Ian Flitman: Jane

  • ©2015, Ian Flitman, Jane

Artist(s):


Title:


    Jane

Symposium:


Venue(s):


Creation Year:

    2015

Category:


Medium:


    Single/two channel installation

Duration:


    Videos between 3 and 5 minutes each

Artist Statement:


    Jane is a dialogue for two actors that you can change throughout while maintaining credible meaning. There is no definitive version, no directors cut. It is rather the sum of its manifold possibilities. The work in many ways belongs to the theatre with its black box setting. And it owes probably more to work of Samuel Beckett than anyone else. At its strange heart the piece is a writing automaton. It chooses what the algorithms decide for it against the carefully calculated script.
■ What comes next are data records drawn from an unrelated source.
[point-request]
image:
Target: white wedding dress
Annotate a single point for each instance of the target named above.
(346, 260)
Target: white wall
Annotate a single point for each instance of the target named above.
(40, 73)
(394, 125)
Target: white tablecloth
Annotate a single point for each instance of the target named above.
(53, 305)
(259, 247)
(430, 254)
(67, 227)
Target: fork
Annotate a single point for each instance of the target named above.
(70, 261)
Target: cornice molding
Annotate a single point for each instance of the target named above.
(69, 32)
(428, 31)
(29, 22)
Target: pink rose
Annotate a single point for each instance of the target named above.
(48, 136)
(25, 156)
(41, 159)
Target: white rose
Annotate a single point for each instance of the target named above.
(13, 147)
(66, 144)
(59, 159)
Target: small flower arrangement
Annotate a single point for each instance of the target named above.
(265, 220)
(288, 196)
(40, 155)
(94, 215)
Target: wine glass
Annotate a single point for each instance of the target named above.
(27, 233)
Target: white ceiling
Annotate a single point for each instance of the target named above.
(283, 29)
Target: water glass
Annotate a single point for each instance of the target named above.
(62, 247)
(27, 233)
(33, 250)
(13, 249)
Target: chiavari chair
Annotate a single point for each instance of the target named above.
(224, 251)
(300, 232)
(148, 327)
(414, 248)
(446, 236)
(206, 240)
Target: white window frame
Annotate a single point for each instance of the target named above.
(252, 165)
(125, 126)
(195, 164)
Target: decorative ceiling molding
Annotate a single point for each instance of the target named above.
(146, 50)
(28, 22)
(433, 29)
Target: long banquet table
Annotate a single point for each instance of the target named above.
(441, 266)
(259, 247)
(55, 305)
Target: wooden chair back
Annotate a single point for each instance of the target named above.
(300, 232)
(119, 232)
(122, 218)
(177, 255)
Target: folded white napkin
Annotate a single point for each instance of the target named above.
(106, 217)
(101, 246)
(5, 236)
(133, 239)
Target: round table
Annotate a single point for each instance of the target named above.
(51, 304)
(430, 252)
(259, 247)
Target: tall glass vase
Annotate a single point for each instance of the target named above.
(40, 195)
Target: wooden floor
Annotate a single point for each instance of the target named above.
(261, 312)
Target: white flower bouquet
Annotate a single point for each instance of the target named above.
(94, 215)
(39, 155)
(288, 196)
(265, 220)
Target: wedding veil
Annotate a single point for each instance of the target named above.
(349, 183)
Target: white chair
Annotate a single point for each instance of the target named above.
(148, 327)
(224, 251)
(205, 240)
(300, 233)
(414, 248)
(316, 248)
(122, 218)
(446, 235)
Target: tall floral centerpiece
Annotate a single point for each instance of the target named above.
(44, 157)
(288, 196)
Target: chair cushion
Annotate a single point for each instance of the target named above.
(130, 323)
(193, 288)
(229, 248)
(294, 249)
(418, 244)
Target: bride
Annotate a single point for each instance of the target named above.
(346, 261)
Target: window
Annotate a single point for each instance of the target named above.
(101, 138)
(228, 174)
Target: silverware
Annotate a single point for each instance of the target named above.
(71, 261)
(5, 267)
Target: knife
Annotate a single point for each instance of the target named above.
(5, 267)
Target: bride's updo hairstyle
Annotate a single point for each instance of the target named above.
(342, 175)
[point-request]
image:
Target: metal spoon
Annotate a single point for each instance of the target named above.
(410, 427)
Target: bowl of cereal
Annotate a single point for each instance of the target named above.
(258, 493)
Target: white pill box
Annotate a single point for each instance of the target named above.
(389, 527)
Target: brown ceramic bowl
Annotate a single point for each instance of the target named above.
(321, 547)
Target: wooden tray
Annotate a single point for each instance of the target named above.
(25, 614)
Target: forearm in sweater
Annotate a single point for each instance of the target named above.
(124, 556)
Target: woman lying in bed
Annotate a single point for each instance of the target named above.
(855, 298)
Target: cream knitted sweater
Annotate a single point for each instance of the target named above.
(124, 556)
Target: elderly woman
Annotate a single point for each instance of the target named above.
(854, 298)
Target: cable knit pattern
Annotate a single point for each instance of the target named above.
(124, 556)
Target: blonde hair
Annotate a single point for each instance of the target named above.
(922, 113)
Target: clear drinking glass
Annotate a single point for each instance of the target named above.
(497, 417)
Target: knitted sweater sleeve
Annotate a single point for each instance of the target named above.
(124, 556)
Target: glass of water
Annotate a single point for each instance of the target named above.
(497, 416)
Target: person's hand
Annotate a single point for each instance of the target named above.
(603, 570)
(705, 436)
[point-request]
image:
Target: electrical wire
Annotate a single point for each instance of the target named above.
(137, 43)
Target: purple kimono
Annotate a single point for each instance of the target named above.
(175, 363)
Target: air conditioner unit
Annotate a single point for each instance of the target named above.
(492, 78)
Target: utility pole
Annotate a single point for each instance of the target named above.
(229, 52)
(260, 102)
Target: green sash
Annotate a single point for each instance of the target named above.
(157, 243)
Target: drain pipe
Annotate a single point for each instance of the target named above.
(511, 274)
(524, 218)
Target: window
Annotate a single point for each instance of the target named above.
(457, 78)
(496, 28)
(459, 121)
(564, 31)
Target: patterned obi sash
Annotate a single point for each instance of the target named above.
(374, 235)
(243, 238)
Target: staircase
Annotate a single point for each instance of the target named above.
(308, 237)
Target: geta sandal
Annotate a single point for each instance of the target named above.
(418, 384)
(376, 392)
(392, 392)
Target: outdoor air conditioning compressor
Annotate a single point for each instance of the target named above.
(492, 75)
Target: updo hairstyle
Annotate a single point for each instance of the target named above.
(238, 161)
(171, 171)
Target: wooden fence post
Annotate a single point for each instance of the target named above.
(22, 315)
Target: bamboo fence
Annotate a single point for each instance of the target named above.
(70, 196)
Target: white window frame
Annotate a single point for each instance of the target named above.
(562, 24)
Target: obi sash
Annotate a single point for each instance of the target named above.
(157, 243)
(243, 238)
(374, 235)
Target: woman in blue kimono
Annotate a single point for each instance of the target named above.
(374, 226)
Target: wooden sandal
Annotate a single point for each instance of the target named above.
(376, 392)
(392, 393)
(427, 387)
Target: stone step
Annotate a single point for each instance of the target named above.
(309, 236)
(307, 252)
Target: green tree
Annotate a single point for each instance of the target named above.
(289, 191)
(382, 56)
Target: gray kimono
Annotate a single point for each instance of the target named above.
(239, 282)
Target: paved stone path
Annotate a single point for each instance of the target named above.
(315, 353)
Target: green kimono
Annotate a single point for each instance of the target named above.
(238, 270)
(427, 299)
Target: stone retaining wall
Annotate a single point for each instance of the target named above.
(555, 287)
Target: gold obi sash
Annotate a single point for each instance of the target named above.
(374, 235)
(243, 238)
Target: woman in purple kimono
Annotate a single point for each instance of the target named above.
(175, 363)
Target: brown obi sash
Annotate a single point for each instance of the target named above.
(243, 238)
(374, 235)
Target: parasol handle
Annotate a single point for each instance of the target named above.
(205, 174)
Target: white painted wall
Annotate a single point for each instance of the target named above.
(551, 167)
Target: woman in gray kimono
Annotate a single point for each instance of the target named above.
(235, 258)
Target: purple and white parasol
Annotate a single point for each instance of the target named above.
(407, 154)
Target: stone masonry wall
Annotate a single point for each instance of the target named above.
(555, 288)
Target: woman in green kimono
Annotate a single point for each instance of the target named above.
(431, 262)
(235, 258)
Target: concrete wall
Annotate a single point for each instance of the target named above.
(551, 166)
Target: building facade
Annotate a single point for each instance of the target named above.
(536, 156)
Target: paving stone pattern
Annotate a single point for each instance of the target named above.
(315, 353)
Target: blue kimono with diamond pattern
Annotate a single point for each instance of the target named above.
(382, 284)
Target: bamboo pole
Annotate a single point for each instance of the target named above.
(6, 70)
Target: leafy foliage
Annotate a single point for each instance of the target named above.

    The situation is absurd. John and Jake talk about a woman they share called Jane. Both, more than coincidentally, are married to a woman called Jill. The men exhibit no rivalry whatsoever over Jane. They know she belongs to everyone and no one. Jane is simultaneously a daydream and a nightmare. Shape-shifter extraordinaire, she is the constantly mutating remainder of male desire. Whatever men crave and fear in the female sex, Jane exemplifies and amplifies. Jane herself knows full well that she is the empty heart of desire for she is the absence that gives birth to desire itself. In a very concrete sense, Jane could only be expressed in something as fluid and pliable as the work that takes her name.

    John and Jake too are rather ambivalent. They can be read as individuals or the same person separated by the attrition of time. Taken as individuals, John is the older, more jaundiced and stoic of the pair. He is also probably happier or at least more accepting of his marriage and its inevitable compromises. Jake is the more idealistic and yet the more troubled too. He bears the burden of a sexual ambiguity both in himself and the troubled relation his wife has with her father. Originally I had in fact planned a companion piece called ‘James’ where the wives called Jill would similarly fantasize and fear. There I was also entertaining the possibility of the intriguing male to female interweavings that could ensue.

    Jane is also about itself or rather the types of story that something like Jane can tell. I tried to get the most out of the line by line granularity of change by investing the alternatives with as much narrative content as they could hold. One way was to use the well known films in the conversation ‘Old Films, New Endings’ and thereby leverage, extend and subvert narratives already known by many. The conversation ‘Bedtime Stories’ does much the same, and harkens back to our childhood need for night time narrative that like cinema unfolds itself in the dark. In ‘Filmic Fantasies’, I evoke actors throughout and use their names to conjure the clouds of narrative allusion associated with each. And then there is Jane. Of her occupation we know that it was once something cinematic: director, actress, editor, and auteur.

    In other interactive stories that are varieties of choose-your-own-adventure, the main narrative branches at key decision points. Progression then leads to a normally limited set of outcomes. I eschew this approach and use instead variants that have localized polyvalence. This creates a cumulative field of multiplying nuance where one change can directly or indirectly affect the rest. Alternatively, I also allow for the absence of any interaction like you normally would expect in the passively received medium of film. You can simply auto-generate a film and play it without changing a single line or camera angle; you can dictate the script or be dictated to.

    All this does mean that the narratives I produce are less directed than other approaches. The films you see in Jane are therefore more like vignettes than conventional stories that end in a tidy little knot. They are the equivalents of the groundhog day conversations we engage in daily with others or ourselves and upon which we gently improvise in a meagre exercise of will.